Дальше нет смысла рассказывать. Я брал десятку за час и двадцать пять за ночь. Маме отдавал двести рублей в месяц — больше она бы просто не поверила, хоть и кооператив. И если был занят вечером или ночью, придумывал про торговые встречи, необходимые для дела корпоративные бани и прочее. Что ж — я был уже взрослый. Мама ко мне иногда принюхивалась, но, по идее, думала, что у меня просто роман.

Романы у меня были на конвейере. Швейцар из «Пингвина» оказался полезнейшим человеком: за отстежку прямо сообщал, есть ли клиентки, или ожидаются. Я познакомился с проститутками, которых он тут как бы курировал. Но что характерно: я себя проституткой и близко не мыслил! Если девочки были платными подстилками — я-то был покрышкой, который еще и деньги брал: хрен я буду крыть вас бесплатно, клячи, я вам одолжение делаю. Все-таки женская и мужская психология — разные вещи.

Сексуальная жизнь играет огромную роль в судьбе человека — инстинкт размножения, как никак, природа, — вот я на этом всем так подробно и останавливаюсь. Сексуальные фантазии посещают мужчину сколько-то раз в час, а бездельника еще чаще. Смотришь на кирпич, а думаешь о пилотке, ничего не поделаешь.

О каждой из моих платных баб можно рассказывать отдельную историю. Какие они были, да чего хотели, да чему учили и так далее.

В восемнадцать лет юноша может совокупляться с беличьими дуплами. Это уже должна быть исключительная коряга, чтоб у него на нее не встал.

Натрахался я на всю оставшуюся жизнь. Правда, юных и даже реально молодых не попалось. За тридцать и до упора. Хотя пара была очень красивых, вот что поразительно! Но — немолодых. А мне тогда после трехсот грамм коньяку было все равно в кого втыкать. Меня от бабы в принципе трясло.

…Н-ну, а потом я ушел в армию, и началась другая жизнь, а после армии еще более другая, а потом совсем другая — и вот я здесь, господа!

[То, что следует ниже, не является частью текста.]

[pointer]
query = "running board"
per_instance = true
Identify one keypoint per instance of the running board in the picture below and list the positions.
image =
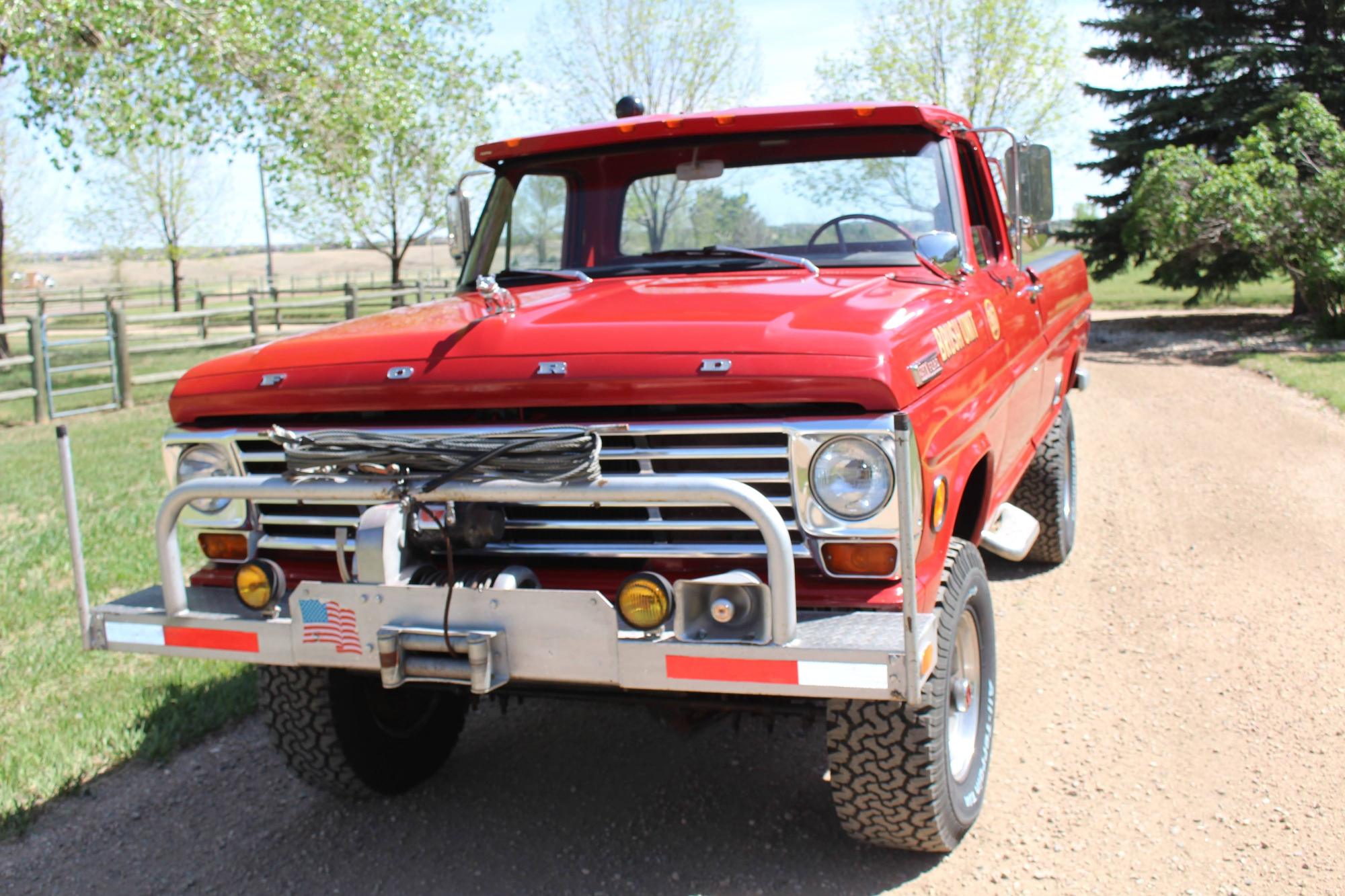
(1012, 533)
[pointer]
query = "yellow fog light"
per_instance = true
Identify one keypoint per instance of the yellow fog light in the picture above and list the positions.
(645, 600)
(260, 584)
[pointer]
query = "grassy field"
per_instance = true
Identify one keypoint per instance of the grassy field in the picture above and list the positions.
(69, 715)
(1323, 376)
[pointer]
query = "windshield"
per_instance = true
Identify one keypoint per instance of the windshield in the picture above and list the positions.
(849, 200)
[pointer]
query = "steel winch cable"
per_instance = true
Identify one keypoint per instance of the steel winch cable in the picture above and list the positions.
(543, 454)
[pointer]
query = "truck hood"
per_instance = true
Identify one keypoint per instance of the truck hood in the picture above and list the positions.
(790, 338)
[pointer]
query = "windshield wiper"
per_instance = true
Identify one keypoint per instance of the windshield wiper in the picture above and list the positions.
(735, 251)
(566, 274)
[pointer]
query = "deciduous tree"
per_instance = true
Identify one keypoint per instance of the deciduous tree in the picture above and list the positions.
(151, 193)
(15, 205)
(999, 63)
(1274, 205)
(1231, 65)
(389, 188)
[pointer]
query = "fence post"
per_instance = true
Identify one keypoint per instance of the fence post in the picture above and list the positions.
(122, 341)
(38, 370)
(254, 318)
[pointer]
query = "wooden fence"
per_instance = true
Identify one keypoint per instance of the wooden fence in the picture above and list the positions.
(239, 319)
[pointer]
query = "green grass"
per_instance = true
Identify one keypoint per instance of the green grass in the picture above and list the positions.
(69, 715)
(1321, 376)
(1128, 291)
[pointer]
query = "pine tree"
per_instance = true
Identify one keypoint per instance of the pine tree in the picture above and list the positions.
(1233, 65)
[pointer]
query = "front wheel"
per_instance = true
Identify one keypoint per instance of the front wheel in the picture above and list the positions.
(348, 735)
(917, 778)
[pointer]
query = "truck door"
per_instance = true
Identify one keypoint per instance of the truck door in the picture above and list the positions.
(1000, 282)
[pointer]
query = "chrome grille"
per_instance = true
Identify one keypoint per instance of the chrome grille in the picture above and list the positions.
(758, 455)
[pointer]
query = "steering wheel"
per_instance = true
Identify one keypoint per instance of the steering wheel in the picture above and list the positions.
(836, 222)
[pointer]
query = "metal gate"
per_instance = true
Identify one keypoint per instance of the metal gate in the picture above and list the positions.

И я пытаюсь понять: что плохого я делал? Они были взрослые, вменяемые, хотели сами и добровольно, по собственной причем инициативе. Деньги давали по уговору за то, что хотели получить и получили.

Может, я выбрал свой лимит хорошей жизни?

А может, есть общее между проституцией и финансовым бизнесом, и одно перешло в другое? И дело тут в сходном внутреннем состоянии и подходе к жизни?

Или — проституция всегда путь на свалку, каковы бы ни были промежуточные станции? А почему в Европе проститутки проходят в парламент? И богатеют на тиражах мемуаров.

Или — если нет твердых моральных устоев, из любой стартовой точки кончишь свалкой? Ага: расскажите про мораль олигархов. А бывшие порядочные люди почему здесь?

Спасибо Господу за все хорошее, что было, не дано нам постичь Его промысел. Пора поссать и идти найти выпить.

С приведением характерных высказываний

Синяк: Чтоб они все сдохли. Они хуже нас. Мы, по крайней мере, друг друга не жрем. И если есть лишнее, корефану поможем: сегодня ты ему, завтра он тебе, может. И никому не мешаем. Страну не раскрадываем. И денег на нас не тратится, пенсий не дают. Они жестокие. Думают, никогда сюда не попадут.

Федя: А вот ментов я бы посадил всех. Оборотни в погонах. Ни хрена не оборотни, это бандиты в погонах. За деньги любые вопросы решают. А нет денег — что хотят, то с тобой и сделают. Наркоторговлю крышуют, разлив паленой водки крышуют. Я бы каждое утро отстреливал пару ментов. Перед завтраком. А потом съедал бы их завтрак.

Горшок: Смотришь — чистенький такой, одет, сука, дорого так, из тачки вылазит — атас тачка. А к лицу приглядишься — ох и воняет он там, внутри себя. У него взгляд вонючий, у него в башке мысли вонючие, и чувства у него все вонючие, только как себе все захапать и всех продать.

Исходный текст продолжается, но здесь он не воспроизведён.